As mulheres pintadas a têmpera ovo são o oposto do que Andy Warhol faz quando repete a serigrafia de Marilyn Monroe, anulando seu gesto e autoria. Por isso, fazer da fotografia uma ferramenta da pintura, no lugar de encará-la como produto final. Seria o meu trabalho, então, um retorno ao grito? Não. Embora bem diferentes das Marilyn Monroes, essas mulheres são produto da mesma fragmentação do indivíduo, elas são a “repetição” de várias outras.
A despeito de qualquer reflexão que possam aparentar nada nos é dito sobre essas mulheres, sendo assim, ela não são nada mais que suas cascas, estão vazias. Mas não como as Marilyns de Warhol, que como ele mesmo explica:

(…) a arte pop despersonaliza, mas não torna ninguém anônimo: não há nada mais identificável do que Marilyn, a cadeira elétrica, um pneu ou um vestido, vistos pela arte pop; e, são apenas isso: imediata e perfeitamente identificáveis nos ensinam com sua presença que a identidade não é a pessoa: o mundo futuro corre o risco de ser um mundo de identidades (através da generalização mecânica dos fichários da polícia), mas não um mundo de pessoas. [2]

As mulheres de Bárbara, ao contrário, não são identificáveis, são pessoas, mas ainda sim fragmentadas. Não possuem o glamour, não são alvo de admiração. Ao desligar das TVs, quando o consumo e as celebridades se apagam com a tela, elas são o que resta.

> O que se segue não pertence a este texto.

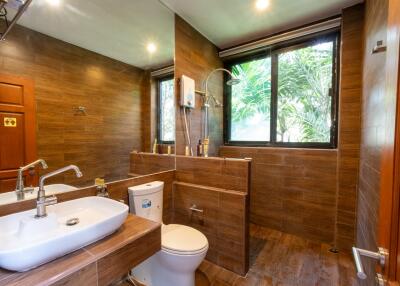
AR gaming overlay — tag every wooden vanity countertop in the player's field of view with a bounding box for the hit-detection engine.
[0,214,161,286]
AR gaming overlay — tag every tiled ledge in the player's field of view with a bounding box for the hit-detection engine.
[0,214,161,286]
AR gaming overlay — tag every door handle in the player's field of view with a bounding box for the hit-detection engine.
[353,246,389,280]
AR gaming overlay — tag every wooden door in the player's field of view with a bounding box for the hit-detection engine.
[0,74,37,193]
[377,0,400,285]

Elas são aquilo que o espectador não quer viver, mas vive. Não são uma denúncia politicamente correta de uma dura realidade vivida pelos menos favorecidos ou por alguma minoria pela qual o senso comum cultua uma piedade anestésica: nelas, o observador encara sua própria miséria emocional, seu próprio vazio e anonimato.

A obra de Warhol nivela indivíduo e objeto de consumo. Ela é mais um reflexo do fenômeno do narcisismo apontado por Gilles Lipovetsky, que, segundo ele, teria sua origem no “desaparecimento do pai, devido à freqüência dos divórcios”, o que levaria a criança a ver na mãe a imagem de castradora do pai. A criança, então, alimenta o sonho de substituir o pai, “de ser o falo, ganhando celebridade ou se juntando aos que representam sucesso.”

Comparando as abordagens dos trabalhos, nos deparamos novamente com uma proposta oposta à de Warhol. Meu trabalho representa o outro lado, a realidade banal do rebanho, o dia-a-dia fora do sonho. Nada aqui é sacralizado pela arte ou glorificado.

[1] CHALUB, Samira. Pós-moderno &: semiótica, cultura, psicanálise, literatura, artes plásticas. Rio de Janeiro: Imago Ed., 1994. p. 109.

[2] CHALUB, Samira. Pós-moderno &: semiótica, cultura, psicanálise, literatura, artes plásticas. Rio de Janeiro: Imago Ed., 1994. p. 109.




Sobre a série de nus femininos
(série disponível para visualização no site, link no logotipo acima)

O processo

O trabalho vem sendo desenvolvido há aproximadamente 2 anos e, desde então, o que inicialmente seria uma série temática se transformou em uma busca artística e pessoal por linguagem, estilo e identidade visual.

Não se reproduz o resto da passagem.